13時間 ベンガジの秘密の兵士のあきのレビュー・感想・評価

3.5
創作物だとまず死なない設定の者が死んでしまったり、”そのフリこの人死ぬ前フリだな”と思った人が死ななかったりする忖度のない実話ベースのこの物語は、その意外性と先が読めないのがやはりリアルで、フィクションは現実を越えられないと改めて痛感する。
そして2時間半にわたる長尺なのに時間を忘れるほど緊張感が途切れることがなかった。
それにしても、
9.11によって対立軸が明確になった中東vs米は、重火器や無人機他爆撃機等が主体となるいわゆる”戦争”では圧倒的優位に立つアメリカでも、戦地を敵国に位置した武装集団との肉弾戦による”地上戦”が主体では人数的に圧倒的不利を強いられ、劇中にある悲劇は到底避けられないが、戦死してる数的には圧倒的に敵国側にあり、理由がどうであれ殺された側は相手に恨みしか残らず、シリア側の戦死した者の母親や子どもの泣き悲しむシーンは、改めて戦争には本当の解決など導き出すことなどできないのだと確信する。
そして、「グリーン・ゾーン(2010,米)」でも、”自分たちの国の未来は自分たちが決めるんだ”と印象的なセリフがあったけど、まさに同じセリフがこの映画でも発せられる。
これはつまり、大国のイデオロギーや正義が決して唯一の選択肢ではなく、その国の国民の自主性主体性を無視した押し付けは決してその土地に根付かないことは、米国が撤退した途端政権が転覆したアフガンの事例が明確に示したことは記憶に新しい。
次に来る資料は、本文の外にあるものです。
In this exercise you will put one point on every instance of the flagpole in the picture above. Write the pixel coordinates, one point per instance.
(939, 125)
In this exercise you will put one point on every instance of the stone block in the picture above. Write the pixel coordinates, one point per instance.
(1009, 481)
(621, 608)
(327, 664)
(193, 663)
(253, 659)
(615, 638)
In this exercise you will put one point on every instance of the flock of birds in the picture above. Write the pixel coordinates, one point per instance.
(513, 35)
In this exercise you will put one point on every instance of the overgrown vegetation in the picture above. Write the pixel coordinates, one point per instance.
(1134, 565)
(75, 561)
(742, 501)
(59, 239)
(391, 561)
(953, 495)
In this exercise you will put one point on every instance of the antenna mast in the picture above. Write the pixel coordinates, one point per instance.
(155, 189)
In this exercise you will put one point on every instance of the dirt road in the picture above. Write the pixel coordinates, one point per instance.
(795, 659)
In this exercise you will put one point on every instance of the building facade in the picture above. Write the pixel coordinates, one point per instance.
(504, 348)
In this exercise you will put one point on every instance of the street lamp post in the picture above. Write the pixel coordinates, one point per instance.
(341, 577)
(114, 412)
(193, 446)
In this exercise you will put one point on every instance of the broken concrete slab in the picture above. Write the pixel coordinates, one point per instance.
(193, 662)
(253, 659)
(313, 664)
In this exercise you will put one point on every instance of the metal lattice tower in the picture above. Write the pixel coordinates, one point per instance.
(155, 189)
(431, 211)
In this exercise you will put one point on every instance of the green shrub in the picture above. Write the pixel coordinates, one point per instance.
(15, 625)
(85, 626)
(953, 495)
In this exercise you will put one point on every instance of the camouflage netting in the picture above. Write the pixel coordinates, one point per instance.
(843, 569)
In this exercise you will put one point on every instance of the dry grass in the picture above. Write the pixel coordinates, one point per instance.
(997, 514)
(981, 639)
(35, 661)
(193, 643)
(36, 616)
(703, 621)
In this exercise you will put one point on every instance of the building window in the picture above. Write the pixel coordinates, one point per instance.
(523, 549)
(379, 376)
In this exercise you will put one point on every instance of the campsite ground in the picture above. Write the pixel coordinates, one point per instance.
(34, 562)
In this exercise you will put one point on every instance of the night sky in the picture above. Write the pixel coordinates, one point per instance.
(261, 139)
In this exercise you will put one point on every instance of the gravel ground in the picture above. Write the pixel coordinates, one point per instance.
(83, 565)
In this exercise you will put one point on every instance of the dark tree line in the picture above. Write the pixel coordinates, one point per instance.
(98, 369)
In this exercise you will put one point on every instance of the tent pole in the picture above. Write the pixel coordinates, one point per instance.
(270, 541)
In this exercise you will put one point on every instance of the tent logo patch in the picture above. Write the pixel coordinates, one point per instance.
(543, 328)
そしてあれだけ対立が明確であったところの主役であった中東がいまやすっかり影を潜め、いつの間にか今ではすっかり中国との対立ばかりが焦点となっているが、決して中東との対立が消えたわけではなく、
改めて9.11の頃より世界は局地的からより一層世界的な戦争の時代に入りつつあることを感じて戦慄する。